Después de trabajar con decenas de startups en distintas etapas, hay patrones que se repiten. Errores de branding que parecen pequeños al principio y terminan costando tiempo, plata y reposicionamiento forzado. Estos son los cinco más comunes.

1. Arrancar con el logo antes de tener el posicionamiento

El logo es la parte más visible de la identidad, así que es lo primero que piden. Error. Sin saber quién es tu audiencia, qué posición querés ocupar y cómo te diferenciás, el logo no tiene dirección. Vas a tener que rehacerlo en seis meses.

Primero: a quién le hablás, qué les decís, por qué te eligen a vos. Después: cómo se ve eso visualmente.

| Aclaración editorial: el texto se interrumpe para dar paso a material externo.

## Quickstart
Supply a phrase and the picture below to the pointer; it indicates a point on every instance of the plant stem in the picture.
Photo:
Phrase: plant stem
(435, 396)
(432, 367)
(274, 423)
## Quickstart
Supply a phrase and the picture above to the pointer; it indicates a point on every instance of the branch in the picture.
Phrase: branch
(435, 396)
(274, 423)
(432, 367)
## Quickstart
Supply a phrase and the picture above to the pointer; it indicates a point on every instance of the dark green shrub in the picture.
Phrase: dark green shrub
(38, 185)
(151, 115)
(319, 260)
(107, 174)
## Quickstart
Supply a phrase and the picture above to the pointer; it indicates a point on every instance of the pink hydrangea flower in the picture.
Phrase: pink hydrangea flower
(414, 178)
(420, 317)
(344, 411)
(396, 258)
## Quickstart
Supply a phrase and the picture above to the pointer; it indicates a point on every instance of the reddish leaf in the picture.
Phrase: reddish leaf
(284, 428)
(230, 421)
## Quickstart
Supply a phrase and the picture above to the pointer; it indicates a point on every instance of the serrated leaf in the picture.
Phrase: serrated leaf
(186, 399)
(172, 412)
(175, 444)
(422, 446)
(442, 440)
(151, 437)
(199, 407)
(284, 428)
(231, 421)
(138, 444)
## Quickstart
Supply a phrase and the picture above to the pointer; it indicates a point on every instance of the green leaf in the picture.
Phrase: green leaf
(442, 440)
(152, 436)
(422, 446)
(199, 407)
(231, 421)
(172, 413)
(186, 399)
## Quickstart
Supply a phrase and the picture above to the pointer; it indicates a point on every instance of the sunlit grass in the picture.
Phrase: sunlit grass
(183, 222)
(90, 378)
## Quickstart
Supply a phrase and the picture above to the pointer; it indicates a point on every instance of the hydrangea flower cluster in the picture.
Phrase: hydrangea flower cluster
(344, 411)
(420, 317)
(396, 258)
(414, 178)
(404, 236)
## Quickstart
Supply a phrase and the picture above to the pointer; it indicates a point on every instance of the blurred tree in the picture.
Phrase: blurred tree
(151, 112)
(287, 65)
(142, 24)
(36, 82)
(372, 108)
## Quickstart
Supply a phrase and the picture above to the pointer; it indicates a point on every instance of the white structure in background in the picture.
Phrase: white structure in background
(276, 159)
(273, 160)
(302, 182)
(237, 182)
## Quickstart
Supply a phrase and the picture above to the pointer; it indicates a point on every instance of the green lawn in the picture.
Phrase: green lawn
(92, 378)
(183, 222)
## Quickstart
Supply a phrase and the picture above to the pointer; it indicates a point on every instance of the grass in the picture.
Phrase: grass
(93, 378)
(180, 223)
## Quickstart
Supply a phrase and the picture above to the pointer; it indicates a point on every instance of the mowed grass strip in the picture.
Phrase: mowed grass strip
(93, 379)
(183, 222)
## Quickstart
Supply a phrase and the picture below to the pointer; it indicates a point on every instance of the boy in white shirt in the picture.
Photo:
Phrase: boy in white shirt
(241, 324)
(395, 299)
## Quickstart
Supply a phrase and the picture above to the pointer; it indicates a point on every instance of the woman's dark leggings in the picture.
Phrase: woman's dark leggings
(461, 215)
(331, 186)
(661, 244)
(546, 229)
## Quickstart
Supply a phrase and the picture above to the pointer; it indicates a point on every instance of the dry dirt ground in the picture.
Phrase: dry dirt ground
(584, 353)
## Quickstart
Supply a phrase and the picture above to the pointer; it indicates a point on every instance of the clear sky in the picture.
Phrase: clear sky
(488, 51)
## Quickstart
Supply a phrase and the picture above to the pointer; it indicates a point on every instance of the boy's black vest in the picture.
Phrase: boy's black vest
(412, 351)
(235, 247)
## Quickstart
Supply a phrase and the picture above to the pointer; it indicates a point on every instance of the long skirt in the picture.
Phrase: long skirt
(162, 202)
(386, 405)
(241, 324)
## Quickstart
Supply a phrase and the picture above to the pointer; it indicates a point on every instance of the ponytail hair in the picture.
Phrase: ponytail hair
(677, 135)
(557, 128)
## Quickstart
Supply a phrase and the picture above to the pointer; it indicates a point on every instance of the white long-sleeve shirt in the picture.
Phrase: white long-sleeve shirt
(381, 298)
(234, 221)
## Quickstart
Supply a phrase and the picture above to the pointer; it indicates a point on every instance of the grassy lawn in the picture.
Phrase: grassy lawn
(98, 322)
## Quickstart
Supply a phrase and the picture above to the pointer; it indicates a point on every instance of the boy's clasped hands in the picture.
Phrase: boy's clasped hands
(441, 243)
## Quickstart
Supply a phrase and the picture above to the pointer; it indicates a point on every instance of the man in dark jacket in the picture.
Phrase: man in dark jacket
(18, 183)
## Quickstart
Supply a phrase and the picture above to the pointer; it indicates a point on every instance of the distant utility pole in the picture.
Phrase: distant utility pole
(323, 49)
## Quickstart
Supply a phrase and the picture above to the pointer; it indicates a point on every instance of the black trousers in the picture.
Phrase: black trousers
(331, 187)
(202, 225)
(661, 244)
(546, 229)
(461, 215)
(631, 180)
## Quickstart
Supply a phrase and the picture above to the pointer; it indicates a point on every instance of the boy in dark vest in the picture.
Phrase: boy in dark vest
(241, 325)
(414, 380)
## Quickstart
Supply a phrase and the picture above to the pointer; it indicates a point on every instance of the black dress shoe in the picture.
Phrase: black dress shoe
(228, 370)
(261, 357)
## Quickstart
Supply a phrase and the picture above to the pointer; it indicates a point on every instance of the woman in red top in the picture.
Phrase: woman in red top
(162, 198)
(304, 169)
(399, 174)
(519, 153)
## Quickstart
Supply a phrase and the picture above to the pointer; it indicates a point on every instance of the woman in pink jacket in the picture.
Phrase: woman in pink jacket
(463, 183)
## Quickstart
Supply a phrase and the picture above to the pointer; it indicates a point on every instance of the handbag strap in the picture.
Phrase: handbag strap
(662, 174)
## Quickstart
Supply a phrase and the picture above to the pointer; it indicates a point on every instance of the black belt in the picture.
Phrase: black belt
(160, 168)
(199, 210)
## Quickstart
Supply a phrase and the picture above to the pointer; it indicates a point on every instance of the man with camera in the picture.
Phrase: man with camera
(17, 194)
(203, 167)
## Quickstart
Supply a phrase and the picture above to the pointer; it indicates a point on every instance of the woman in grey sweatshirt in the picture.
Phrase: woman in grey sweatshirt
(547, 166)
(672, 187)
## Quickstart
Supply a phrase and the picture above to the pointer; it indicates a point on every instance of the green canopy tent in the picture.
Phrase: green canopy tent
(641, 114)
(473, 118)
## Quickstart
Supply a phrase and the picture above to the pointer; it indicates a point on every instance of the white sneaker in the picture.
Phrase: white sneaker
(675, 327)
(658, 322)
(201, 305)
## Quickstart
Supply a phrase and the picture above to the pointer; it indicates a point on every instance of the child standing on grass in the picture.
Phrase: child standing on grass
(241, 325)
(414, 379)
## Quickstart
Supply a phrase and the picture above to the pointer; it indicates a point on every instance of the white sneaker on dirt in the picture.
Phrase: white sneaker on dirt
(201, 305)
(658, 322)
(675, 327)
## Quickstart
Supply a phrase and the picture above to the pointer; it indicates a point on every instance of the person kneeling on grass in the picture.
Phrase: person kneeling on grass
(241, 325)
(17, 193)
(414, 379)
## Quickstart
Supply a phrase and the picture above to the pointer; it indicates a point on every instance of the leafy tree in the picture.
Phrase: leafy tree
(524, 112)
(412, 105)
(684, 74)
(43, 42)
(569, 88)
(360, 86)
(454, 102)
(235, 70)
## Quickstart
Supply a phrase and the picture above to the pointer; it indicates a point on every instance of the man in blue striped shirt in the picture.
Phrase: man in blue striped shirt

2. Copiar la estética del líder del mercado

Si tu competidor directo usa azul oscuro y tipografía sans-serif, usás azul oscuro y tipografía sans-serif "porque funciona". Resultado: te confunden con ellos, y cuando te comparan, siempre perdés — el original siempre gana.

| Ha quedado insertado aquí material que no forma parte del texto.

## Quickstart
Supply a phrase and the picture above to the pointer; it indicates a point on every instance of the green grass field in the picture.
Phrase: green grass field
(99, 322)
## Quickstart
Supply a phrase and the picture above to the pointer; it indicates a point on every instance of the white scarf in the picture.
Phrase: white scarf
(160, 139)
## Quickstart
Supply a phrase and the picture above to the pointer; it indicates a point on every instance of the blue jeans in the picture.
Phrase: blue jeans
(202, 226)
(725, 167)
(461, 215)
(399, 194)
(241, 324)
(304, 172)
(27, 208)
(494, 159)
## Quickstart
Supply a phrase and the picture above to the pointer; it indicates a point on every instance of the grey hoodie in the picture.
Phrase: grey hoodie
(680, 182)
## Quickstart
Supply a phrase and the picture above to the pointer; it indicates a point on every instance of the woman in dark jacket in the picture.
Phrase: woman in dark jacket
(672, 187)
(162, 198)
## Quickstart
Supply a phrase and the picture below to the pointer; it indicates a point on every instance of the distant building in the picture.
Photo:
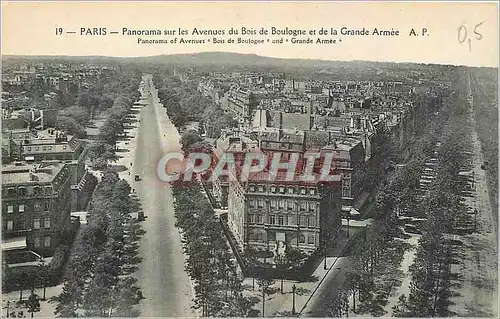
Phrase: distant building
(35, 205)
(51, 144)
(240, 103)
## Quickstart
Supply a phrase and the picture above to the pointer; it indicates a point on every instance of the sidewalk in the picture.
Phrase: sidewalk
(279, 304)
(46, 309)
(127, 157)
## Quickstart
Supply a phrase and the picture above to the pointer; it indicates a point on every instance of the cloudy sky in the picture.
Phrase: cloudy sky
(29, 28)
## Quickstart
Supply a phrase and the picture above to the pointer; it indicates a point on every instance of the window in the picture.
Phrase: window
(259, 219)
(312, 221)
(303, 206)
(312, 207)
(271, 236)
(272, 219)
(310, 239)
(47, 241)
(272, 203)
(46, 222)
(346, 192)
(260, 236)
(302, 221)
(260, 203)
(346, 181)
(302, 239)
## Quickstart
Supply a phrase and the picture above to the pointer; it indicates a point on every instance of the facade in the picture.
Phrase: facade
(238, 146)
(240, 103)
(35, 205)
(51, 144)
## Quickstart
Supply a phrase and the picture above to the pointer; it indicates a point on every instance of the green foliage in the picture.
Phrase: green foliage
(98, 272)
(218, 286)
(71, 126)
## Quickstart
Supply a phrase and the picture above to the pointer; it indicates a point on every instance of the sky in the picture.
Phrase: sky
(30, 28)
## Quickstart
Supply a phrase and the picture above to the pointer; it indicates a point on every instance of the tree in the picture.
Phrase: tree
(189, 138)
(33, 303)
(43, 277)
(100, 153)
(78, 113)
(71, 126)
(265, 282)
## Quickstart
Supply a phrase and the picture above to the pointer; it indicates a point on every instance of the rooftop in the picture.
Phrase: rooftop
(20, 172)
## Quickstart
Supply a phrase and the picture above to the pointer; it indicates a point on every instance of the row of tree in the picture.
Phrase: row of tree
(431, 272)
(103, 150)
(378, 251)
(184, 103)
(218, 285)
(98, 281)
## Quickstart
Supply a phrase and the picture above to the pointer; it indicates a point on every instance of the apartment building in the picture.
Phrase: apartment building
(272, 215)
(51, 144)
(35, 205)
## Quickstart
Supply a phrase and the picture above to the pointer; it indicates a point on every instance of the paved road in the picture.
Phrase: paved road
(161, 274)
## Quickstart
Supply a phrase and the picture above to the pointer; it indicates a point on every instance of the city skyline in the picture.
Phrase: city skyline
(36, 36)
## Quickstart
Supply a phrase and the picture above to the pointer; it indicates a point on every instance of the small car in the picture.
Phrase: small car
(140, 216)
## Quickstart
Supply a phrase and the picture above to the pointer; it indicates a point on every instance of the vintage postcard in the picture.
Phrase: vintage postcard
(249, 159)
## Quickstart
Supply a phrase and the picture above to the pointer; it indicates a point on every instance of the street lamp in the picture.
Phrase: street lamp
(324, 264)
(348, 219)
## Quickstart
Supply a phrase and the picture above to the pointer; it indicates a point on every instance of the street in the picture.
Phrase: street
(161, 274)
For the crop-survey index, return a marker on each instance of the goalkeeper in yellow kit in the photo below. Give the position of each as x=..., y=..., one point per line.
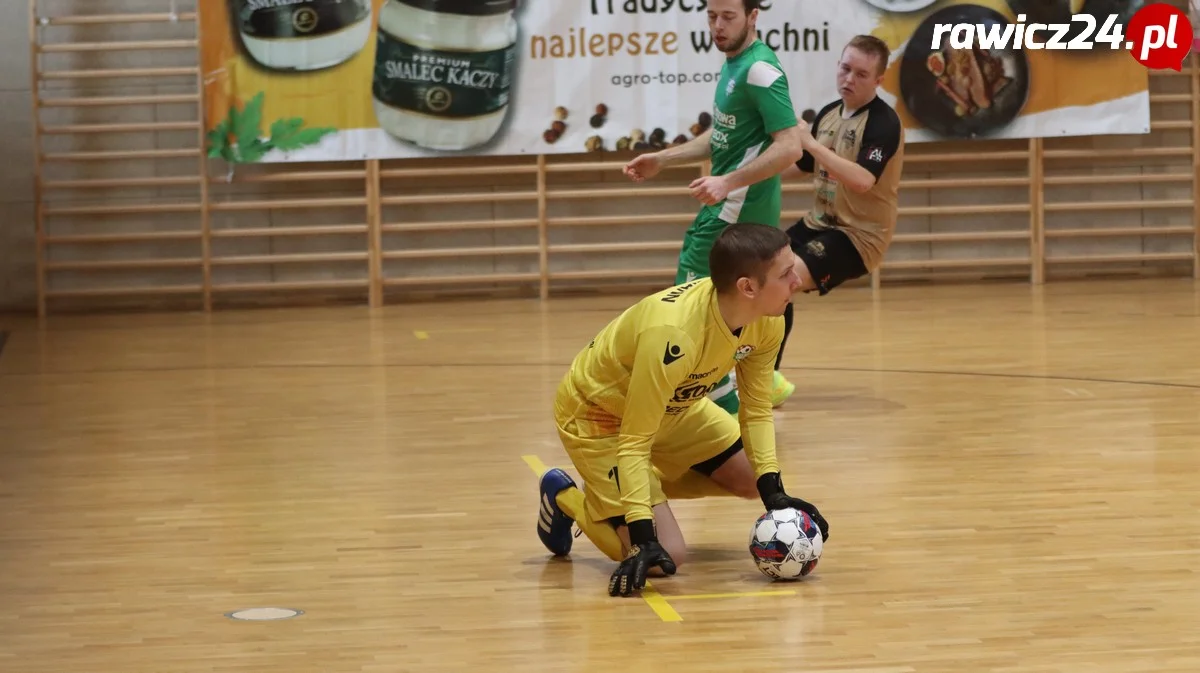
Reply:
x=635, y=416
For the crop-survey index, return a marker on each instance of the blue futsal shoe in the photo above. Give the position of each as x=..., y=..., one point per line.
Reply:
x=553, y=524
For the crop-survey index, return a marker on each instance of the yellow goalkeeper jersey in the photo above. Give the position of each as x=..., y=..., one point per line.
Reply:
x=659, y=358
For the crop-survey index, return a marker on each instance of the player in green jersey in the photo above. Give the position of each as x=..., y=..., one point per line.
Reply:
x=754, y=137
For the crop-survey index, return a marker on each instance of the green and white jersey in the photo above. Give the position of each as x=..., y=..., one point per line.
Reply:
x=751, y=103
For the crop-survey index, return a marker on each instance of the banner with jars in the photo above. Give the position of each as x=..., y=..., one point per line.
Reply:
x=291, y=80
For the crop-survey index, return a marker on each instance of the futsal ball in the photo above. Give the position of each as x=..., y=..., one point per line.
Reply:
x=785, y=544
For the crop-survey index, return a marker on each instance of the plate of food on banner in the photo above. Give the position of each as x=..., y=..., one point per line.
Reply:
x=960, y=89
x=900, y=6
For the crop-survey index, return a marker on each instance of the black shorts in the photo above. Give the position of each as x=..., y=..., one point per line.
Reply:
x=829, y=254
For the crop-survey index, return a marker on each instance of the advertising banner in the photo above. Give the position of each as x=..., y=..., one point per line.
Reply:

Estudiá a tus competidores para diferenciarte, no para imitarlos.

3. Identidad inconsistente en distintos canales

La web usa una versión del logo, las redes otra, las presentaciones otra. Los colores varían. La tipografía también. Cada touchpoint dice algo diferente.

La identidad construye percepción por acumulación de impresiones consistentes. Si cada impresión es diferente, no construís nada.

4. Diseñar para el fundador, no para la audiencia

"A mí me gusta el verde." "Prefiero algo más minimalista." "Me parece que esto se ve moderno." El gusto personal del fundador no es el criterio correcto.

El criterio correcto es: ¿esto comunica lo correcto a la audiencia correcta? A veces coincide con el gusto personal. A menudo no.

5. No tener guías de uso

Tenés un logo, tenés colores, tenés tipografías. Pero no documentaste cómo usarlos. En seis meses, cuando entre alguien nuevo al equipo o contraten un proveedor externo, van a interpretar la identidad a su manera.

Una guía de uso básica no lleva más de un día de trabajo. Y evita años de inconsistencia.


Todos estos errores tienen solución. Y la mayoría se evitan si el primer trabajo de branding está bien hecho — con proceso, con criterio y con entregables claros desde el principio.